Pour moi, travailler aujourd’hui dans l’industrie nucléaire, c’est participer à redorer le blason et la grandeur de la France, sur un plan géopolitique avec l’utilisation du nucléaire à des fins militaires, grâce à l’usine de retraitement de la Hague et aux nombreux arsenaux et usines dans le secteur du nucléaire militaire (Cherbourg, Toulon, Brest,..). Cette énergie est propre, décarbonée (enfin, sauf au début, et à la fin, et aussi un peu pendant), et souveraine grâce à l’import et l’exploitation de mines d’uranium à l’autre bout du monde (et grâce à l’exportation de sa pollution dans les pays pauvres) ! C’est un atout majeur dans le développement industriel et militaire de la France et dans la poursuite de la sacro-sainte croissance que nous chérissons tous et toutes.
Passé outre les conditions sanitaires des travailleurs du nucléaire et des habitant.es à proximité des mines d’uranium, des centrales, des centres de retraitement, des diverses poubelles, et des transports de matières et de déchets radioactifs d’un bout à l’autre de la France, etc… passé outre la pollution des fleuves et des terres à proximité de tout ce raffut, et passé outre encore les risques d’accidents nucléaires qui pourraient se reproduire tels que Three Mile Island, Tchernobyl ou Fukushima, il va de soi qu’il faut relancer cette industrie pleine de vie, de joie et d’espoir !
Ayant tout cela en tête, et par la présente, je souhaite postuler à un poste de soudeur dans le nucléaire, auprès de Fives Nordon. En tant que travailleur sous-traitant, je serai prêt.e à recevoir jusqu’à 80% des doses de radioactivité du parc nucléaire français, sans pour autant bénéficier d’un suivi médical adéquat. Pas de souci pour une leucémie ou un cancer de la thyroïde, je suis un candidat-clef pour une entreprise comme la vôtre.

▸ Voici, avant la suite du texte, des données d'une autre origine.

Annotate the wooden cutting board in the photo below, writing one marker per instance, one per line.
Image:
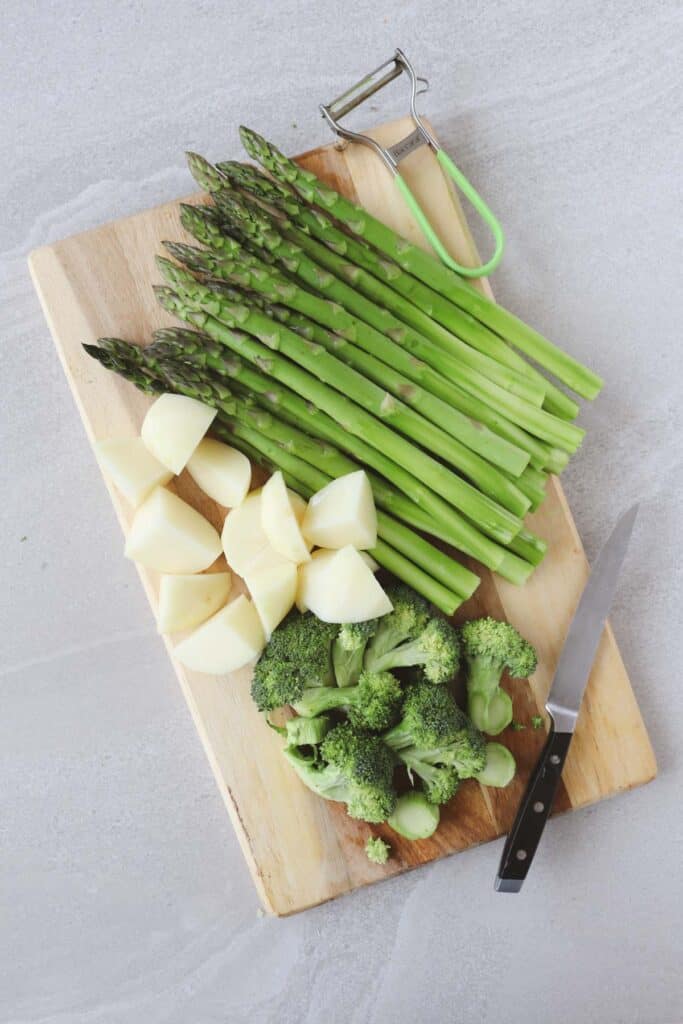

D’un tempérament aventurier, je saurai affronter les défis que représente la relance du nucléaire, et saurai répondre à l’accélération des cadences dues à la mise en concurrence des entreprises sous-traitantes dans le secteur. Dans ces conditions, je tenterai tant bien que mal d’effectuer correctement l’ensemble des gestes nécessaires pour garantir la sûreté des installations. Pour y parvenir, la fusion en cours entre l’ASN et l’IRSN saura jeter un voile obscur sur ces conditions de travail dégradantes, ainsi que sur les risques d’accident nucléaire pesant, en conséquence, sur l’ensemble de la population. Au cas où, j’ai bien des capsules d’iode dans ma boîte à pharmacie !
Enfin, pour garantir une meilleure cohésion d’équipe au sein de l’entreprise, il va de soi que je saurai me taire et rester docile, et que je ne dénoncerai pas les conditions de mon travail, au risque d’une répression syndicale, comme ça a été le cas dernièrement pour Gilles Renault, accusé d’avoir trop parlé et mis à pied par sa hiérarchie [6] (filiale d’Orano, Tricastin, 2020), Laurent, dont la carrière a été stoppée pour discrimination syndicale [7] (Sud Energie à EDF, Belleville-sur-Loire), ou encore les travailleurs de RTE mis en garde à vue à la DGSI en 2022 [8]. Bref, j’aimerais vous rejoindre avec grand plaisir, Fives Nordon !
Il n’est pas nécessaire de me recontacter, vos adresses et votre agenda sont bien connues. Qu’il s’agisse de votre entreprise, d’une école de formation dans le nucléaire, ou de tout autre acteur de l’industrie du désastre, nous saurons vous recontacter par quelque moyen que ce soit.
À bientôt, Fives Nordon.
PS : en copie, l’UIMM de Maxéville, ainsi qu’Eric Molodtzoff de France 3, Guillaume Decourt et Pascal Salciarini de l’Est Républicain, Mickaël Demeaux du Républicain Lorrain, et ici-c-nancy, à l’origine d’articles élogieux et publicitaires vis-à-vis de Fives Nordon et de l’industrie nucléaire. Et en bonus également, quelques courriers ont été envoyés aux boîtes d’interim, formations et centrales nucléaires de la région.